All this interfaces on AP are bridged together with eoip tunnel which goes to my office location where i setup hotspot on bridge with two eoip tunnels comming from my AP’s.
On AP’s I put horizon=1 to all AP interfaces and horizon=2 to eoip tunnle.
In Office I put horizon=1 to both eoip tunnels.
Is this setup good or should I add some firewall rules or something else?
The Horizon option only works locally on the router, it does not translate over to another router. On your APs you shouldn’t have to worry about placing a horizon since you have wireless interface bridged with a EoIP tunnel, as long as the bridge itself does not have an IP assigned to it, the guest should not be able to talk to the AP. Be sure to turn off “default forwarding” as well so clients can’t talk to each other over the AP itself.
Where the EoIP tunnel terminates is where you want your horizon option for the bridge since this is in theory where clients can talk to each other, and you said both of those interfaces had an option set to 1, so that’s all you should need to worry about.
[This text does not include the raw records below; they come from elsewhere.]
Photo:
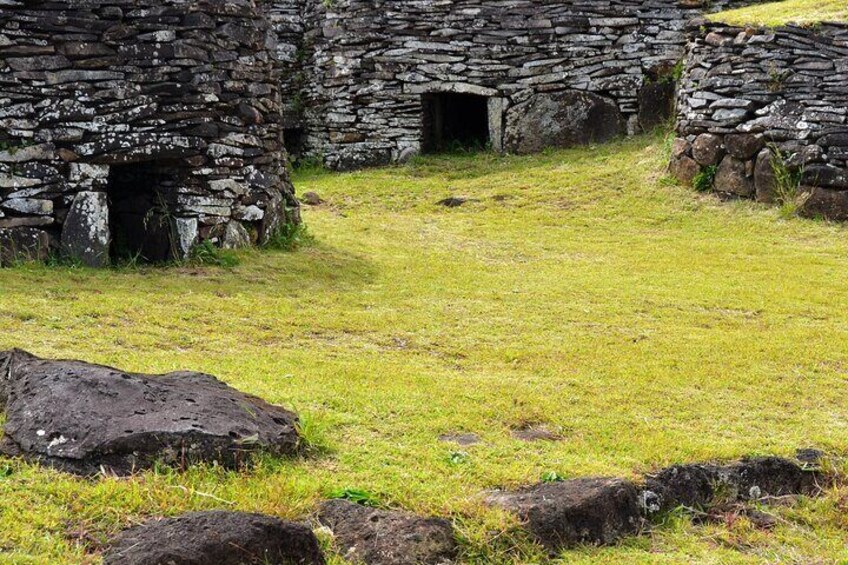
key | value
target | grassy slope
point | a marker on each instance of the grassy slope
(787, 11)
(645, 323)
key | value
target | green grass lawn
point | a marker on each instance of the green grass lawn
(642, 322)
(787, 11)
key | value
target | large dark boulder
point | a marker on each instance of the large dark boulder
(561, 119)
(81, 417)
(564, 514)
(24, 244)
(383, 537)
(216, 538)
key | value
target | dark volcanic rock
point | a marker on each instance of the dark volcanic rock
(732, 178)
(81, 417)
(771, 476)
(698, 486)
(381, 537)
(23, 244)
(707, 149)
(564, 514)
(216, 538)
(680, 485)
(561, 119)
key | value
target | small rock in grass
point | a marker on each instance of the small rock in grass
(564, 514)
(453, 202)
(311, 199)
(535, 433)
(216, 538)
(383, 537)
(461, 438)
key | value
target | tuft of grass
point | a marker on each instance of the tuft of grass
(704, 181)
(774, 14)
(207, 253)
(357, 496)
(290, 237)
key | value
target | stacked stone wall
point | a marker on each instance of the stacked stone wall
(758, 105)
(192, 89)
(555, 72)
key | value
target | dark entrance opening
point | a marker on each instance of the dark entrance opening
(294, 140)
(139, 213)
(454, 122)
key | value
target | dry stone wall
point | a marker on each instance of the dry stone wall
(553, 73)
(143, 126)
(758, 105)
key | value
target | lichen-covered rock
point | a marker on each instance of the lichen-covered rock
(732, 178)
(86, 418)
(697, 486)
(825, 203)
(355, 72)
(147, 120)
(564, 514)
(707, 149)
(215, 538)
(383, 537)
(85, 233)
(561, 119)
(770, 99)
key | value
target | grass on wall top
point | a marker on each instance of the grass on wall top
(787, 11)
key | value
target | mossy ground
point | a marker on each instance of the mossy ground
(644, 323)
(807, 12)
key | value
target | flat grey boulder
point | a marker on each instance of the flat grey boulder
(561, 119)
(383, 537)
(697, 486)
(582, 511)
(216, 538)
(82, 418)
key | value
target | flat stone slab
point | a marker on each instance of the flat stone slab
(216, 538)
(82, 418)
(384, 537)
(564, 514)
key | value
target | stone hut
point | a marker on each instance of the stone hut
(138, 129)
(375, 81)
(759, 104)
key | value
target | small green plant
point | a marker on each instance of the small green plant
(357, 496)
(457, 458)
(552, 477)
(207, 253)
(705, 179)
(787, 183)
(290, 237)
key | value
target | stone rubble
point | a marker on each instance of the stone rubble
(751, 98)
(555, 72)
(191, 89)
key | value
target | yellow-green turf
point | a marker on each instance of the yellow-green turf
(806, 12)
(644, 323)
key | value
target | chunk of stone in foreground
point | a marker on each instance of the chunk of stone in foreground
(216, 538)
(382, 537)
(82, 418)
(564, 514)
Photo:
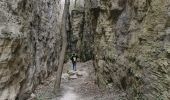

If you wanted to you could create a failver/load balancing setup on another router and have them both running, but since the router is capable of it, why not have both of those things running on the same router? As long as you have enough free CPU time there’s no performance hit to do so. Search the forums for PPC with Hotspot, we have a similar setup on on over 50 routers running fine.
Khm, with that setup users were able to see each other, when I added filter rule to drop traffic between bridge, then I stop sharing and seeing each other.
Yes, I have now all setup on one router, but what happens if this router fails? This is why I need failover and load balancing setup. So no or minnimum downtime is what users get.
Maybe I misunderstood your setup then. If you could post a diagram that would be more helpful in visualizing your setup.
For active failover, you can try out VRRP, however I’m not sure how well it will work with hotspot. With VRRP routers do not share state information. So if the main router fails and the other one kicks in, people are going to have to sign in again and reestablish any sessions they had open, etc. You’ll also want to make sure you have a big enough DHCP pool (address space is free so this is no problem) because may or may not decide to dynamically NAT them to another IP on switch over as well.